All of that work has paid off, as Choice has steadily improved throughout her career. “Every year, she’s expanded her game,” Mertle said, though sometimes it took some persuading.
When Choice first started working with Mertle, her coach told her she needed to work on her left hand. Choice replied “Why? I can get to the basket with my right hand any time I want.”
“She had a point,” said Mertle, but Choice laughs at the memory now. “Monica told me I was going to have to use my left hand, and I was shocked.”
But she worked hard to develop her off hand. Then she added a 3-point shot because “teams were sagging off me and it made me mad.”

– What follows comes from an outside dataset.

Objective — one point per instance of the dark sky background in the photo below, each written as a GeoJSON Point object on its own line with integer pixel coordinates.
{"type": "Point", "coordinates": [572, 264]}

The last piece of the puzzle — at least so far — was the mid-range jumper. “In high school, most girls don’t have that,” said Choice, and she feels that addition was the biggest reason for her improvement.
“The jump she made last summer was remarkable,” Sopak said. Choice moved into the starting lineup for the Cal Stars — a team stocked with Power 5 players that went 56-5 last year. “She became a shooter as she got more confidence. And once she got that outside game dialed in, it really opened things up.”

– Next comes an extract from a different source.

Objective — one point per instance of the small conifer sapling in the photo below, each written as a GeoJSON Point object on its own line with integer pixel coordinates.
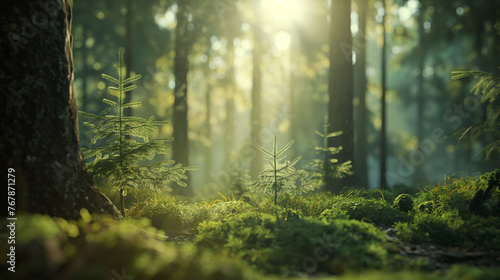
{"type": "Point", "coordinates": [323, 171]}
{"type": "Point", "coordinates": [125, 153]}
{"type": "Point", "coordinates": [281, 177]}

Choice’s strength has always been going to the basket. Once there, she either scored herself or found an open teammate (she averaged 4.1 assists a game last year), but don’t forget her defense. “She’s a tremendous defender,” said Mertle. “She would get disappointed if I didn’t put her on the other team’s best player.”

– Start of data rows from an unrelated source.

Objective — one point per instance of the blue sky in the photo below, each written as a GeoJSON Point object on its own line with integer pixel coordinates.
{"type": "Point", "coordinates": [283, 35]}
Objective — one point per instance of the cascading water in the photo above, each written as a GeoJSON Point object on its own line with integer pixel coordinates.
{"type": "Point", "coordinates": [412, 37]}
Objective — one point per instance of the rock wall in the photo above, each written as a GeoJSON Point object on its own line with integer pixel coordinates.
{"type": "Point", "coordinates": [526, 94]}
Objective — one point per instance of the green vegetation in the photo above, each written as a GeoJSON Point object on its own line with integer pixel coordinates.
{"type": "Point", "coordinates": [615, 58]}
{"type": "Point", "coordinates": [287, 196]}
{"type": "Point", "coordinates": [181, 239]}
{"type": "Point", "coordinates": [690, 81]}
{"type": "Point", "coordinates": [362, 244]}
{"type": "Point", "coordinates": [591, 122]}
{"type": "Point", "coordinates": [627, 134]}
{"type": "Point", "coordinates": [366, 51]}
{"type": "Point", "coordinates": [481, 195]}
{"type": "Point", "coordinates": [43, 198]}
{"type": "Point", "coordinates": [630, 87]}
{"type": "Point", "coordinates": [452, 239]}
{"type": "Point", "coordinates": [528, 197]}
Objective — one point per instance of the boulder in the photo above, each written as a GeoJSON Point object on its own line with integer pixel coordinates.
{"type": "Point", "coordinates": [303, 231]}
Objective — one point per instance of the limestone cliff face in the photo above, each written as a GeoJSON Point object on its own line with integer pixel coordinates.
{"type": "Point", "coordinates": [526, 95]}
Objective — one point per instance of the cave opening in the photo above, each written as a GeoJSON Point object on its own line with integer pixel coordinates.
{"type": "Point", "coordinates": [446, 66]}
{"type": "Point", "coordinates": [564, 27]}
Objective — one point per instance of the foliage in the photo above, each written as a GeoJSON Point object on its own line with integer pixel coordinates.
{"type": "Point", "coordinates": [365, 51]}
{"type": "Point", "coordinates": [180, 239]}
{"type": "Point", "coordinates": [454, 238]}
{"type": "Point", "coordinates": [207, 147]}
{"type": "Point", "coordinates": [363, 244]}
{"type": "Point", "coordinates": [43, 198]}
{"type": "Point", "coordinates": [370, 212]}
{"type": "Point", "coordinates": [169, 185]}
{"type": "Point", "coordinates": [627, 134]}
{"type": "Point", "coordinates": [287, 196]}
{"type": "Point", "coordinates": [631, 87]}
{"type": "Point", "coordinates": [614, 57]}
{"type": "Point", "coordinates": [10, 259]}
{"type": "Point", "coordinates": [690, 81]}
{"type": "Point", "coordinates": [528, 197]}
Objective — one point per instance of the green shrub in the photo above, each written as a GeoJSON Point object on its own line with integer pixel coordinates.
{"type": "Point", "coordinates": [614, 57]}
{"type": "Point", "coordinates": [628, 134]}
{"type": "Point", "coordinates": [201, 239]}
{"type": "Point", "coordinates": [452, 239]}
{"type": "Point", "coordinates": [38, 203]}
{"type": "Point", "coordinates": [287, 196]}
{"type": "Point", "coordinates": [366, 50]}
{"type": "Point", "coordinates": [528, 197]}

Still, offense wins fans, and Anya Choice has plenty of that. “She is awesome in transition,” said Shawn Hipol, whose St. Joseph Notre Dame-Alameda teams faced her in the past. “If she’s got a head of steam, you better have more than your little point guard back on defense.”
Choice is the prize in the UC Santa Barbara recruiting class, but her experience with Cal Stars made her aware of what’s ahead. “It was an eye-opener,” she said of her Nike’s Elite Youth Basketball League experience. “I realized there were a lot of good players out there, some better than me, and it motivated me to work harder. I have to get stronger and I have to improve my ballhandling.”
Since hard work has never been an issue, expect both of those aspects of Choice’s game to get better before she takes the floor for the Gauchos — and for her game to continue to grow after that.
After all, as Hipol points out, “She’s a fierce competitor” – and if you doubt that, just ask Salesian’s Steve Pezzola.